The IT Army has largely avoided the agriculture, forestry, fishing and hunting sector in general. However, it has launched DDoS attacks against government systems used to certify agricultural products, including the June 2022 attack against EGAIS, and it is unclear why those disruptions have been confined to government systems, rather than attacking the sector as a whole.

Finally, the IT Army has not attacked the healthcare and social assistance sector. International law has long carved out medical systems as noncombatants and, at least thus far, the IT Army appears to respect that distinction.


The IT Army’s messages demonstrate how offensive actors can operate in cyberspace during a war, and show both the bounds of its technical capabilities, but also its willingness to stray beyond the international norms on cyber operations and attack civilian targets. DDoS attacks, which make up more than 90 percent of the attacks mentioned in the IT Army’s messages, are generally simple to launch in comparison to other cyberattacks, and are still disruptive. The IT Army’s sabotage attacks demonstrate a deeper capability. According to the CFR Cyber Operations Tracker, the number of successful sabotage attacks per year has never surpassed seven. While this number is almost certainly an undercount, it gives a sense of the difficulty of some of the operations the IT Army has allegedly perpetrated.
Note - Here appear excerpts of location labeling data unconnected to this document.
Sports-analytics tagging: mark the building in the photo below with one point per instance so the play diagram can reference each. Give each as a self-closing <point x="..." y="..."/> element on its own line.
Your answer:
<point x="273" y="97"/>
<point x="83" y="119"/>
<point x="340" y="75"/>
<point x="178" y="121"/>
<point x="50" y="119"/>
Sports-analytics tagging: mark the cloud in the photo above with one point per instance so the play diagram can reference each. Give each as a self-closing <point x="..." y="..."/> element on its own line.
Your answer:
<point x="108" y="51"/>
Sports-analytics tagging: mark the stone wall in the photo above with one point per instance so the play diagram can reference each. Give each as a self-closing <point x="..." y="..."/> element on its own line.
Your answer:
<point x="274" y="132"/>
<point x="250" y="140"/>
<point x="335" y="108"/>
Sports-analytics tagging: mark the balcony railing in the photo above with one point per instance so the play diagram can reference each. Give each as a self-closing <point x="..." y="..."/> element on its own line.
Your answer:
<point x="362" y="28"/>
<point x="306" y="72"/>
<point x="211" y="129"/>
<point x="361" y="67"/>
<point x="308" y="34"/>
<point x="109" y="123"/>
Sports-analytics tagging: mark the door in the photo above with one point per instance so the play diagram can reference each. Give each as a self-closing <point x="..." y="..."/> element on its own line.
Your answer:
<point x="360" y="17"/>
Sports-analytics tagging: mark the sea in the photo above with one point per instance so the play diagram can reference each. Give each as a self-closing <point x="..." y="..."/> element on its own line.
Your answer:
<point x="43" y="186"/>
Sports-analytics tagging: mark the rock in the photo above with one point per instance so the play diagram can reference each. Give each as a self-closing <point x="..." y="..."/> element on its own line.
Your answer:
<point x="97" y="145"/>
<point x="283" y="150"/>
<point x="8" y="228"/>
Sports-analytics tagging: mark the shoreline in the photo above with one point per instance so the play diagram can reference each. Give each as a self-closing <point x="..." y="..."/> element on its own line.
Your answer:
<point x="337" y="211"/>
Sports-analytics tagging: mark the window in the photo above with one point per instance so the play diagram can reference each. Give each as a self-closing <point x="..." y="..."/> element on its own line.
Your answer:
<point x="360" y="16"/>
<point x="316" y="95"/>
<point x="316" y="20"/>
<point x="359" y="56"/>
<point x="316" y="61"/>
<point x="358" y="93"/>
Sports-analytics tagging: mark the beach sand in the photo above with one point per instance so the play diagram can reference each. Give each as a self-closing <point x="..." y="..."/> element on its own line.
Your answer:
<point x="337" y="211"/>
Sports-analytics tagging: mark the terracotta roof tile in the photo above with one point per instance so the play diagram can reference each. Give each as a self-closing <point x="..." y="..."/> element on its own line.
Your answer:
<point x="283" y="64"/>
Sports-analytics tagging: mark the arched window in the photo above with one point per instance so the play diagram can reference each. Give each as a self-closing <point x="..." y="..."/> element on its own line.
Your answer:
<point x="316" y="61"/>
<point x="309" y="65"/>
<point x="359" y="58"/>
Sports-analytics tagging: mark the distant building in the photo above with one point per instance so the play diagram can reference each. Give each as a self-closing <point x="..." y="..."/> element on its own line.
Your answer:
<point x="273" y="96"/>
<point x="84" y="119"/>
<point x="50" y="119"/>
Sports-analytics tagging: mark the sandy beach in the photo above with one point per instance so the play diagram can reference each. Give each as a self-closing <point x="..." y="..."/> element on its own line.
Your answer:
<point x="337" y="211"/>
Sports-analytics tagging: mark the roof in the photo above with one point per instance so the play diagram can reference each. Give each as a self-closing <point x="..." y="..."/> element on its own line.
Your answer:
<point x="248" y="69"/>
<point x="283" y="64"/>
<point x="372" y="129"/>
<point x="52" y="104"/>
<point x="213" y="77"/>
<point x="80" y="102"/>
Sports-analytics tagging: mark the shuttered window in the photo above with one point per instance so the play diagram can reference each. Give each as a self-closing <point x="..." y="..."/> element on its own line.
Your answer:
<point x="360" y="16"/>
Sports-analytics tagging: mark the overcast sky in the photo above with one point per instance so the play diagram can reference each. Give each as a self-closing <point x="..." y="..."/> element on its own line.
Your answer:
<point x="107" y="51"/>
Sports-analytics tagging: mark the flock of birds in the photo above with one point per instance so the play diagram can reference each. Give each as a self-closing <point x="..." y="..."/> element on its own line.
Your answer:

Despite its reliance on relatively simple techniques, the IT Army has pushed the envelope in other areas, namely international norms, through its target choices. Its willingness to attack areas outside of government control, most of which have a civilian function, such as the 93 attacks against the financial sector and weekly attacks against Russian news outlets, demonstrates a disregard for some of the norms around the use of cyberattacks against military targets that have been circulated by the United States and like-minded states. The IT Army does not appear to operate entirely without limit, however. The fact that the group pulled back on attacking the education sector after its one attack last year, combined with its unwillingness to attack the healthcare sector, are evidence that, despite the IT Army’s readiness to take cyber operations further than most other western nations, a few sectors, at least, are still out of bounds.

Kyle Fendorf is a research associate for the Council on Foreign Relations’ Digital and Cyberspace Program.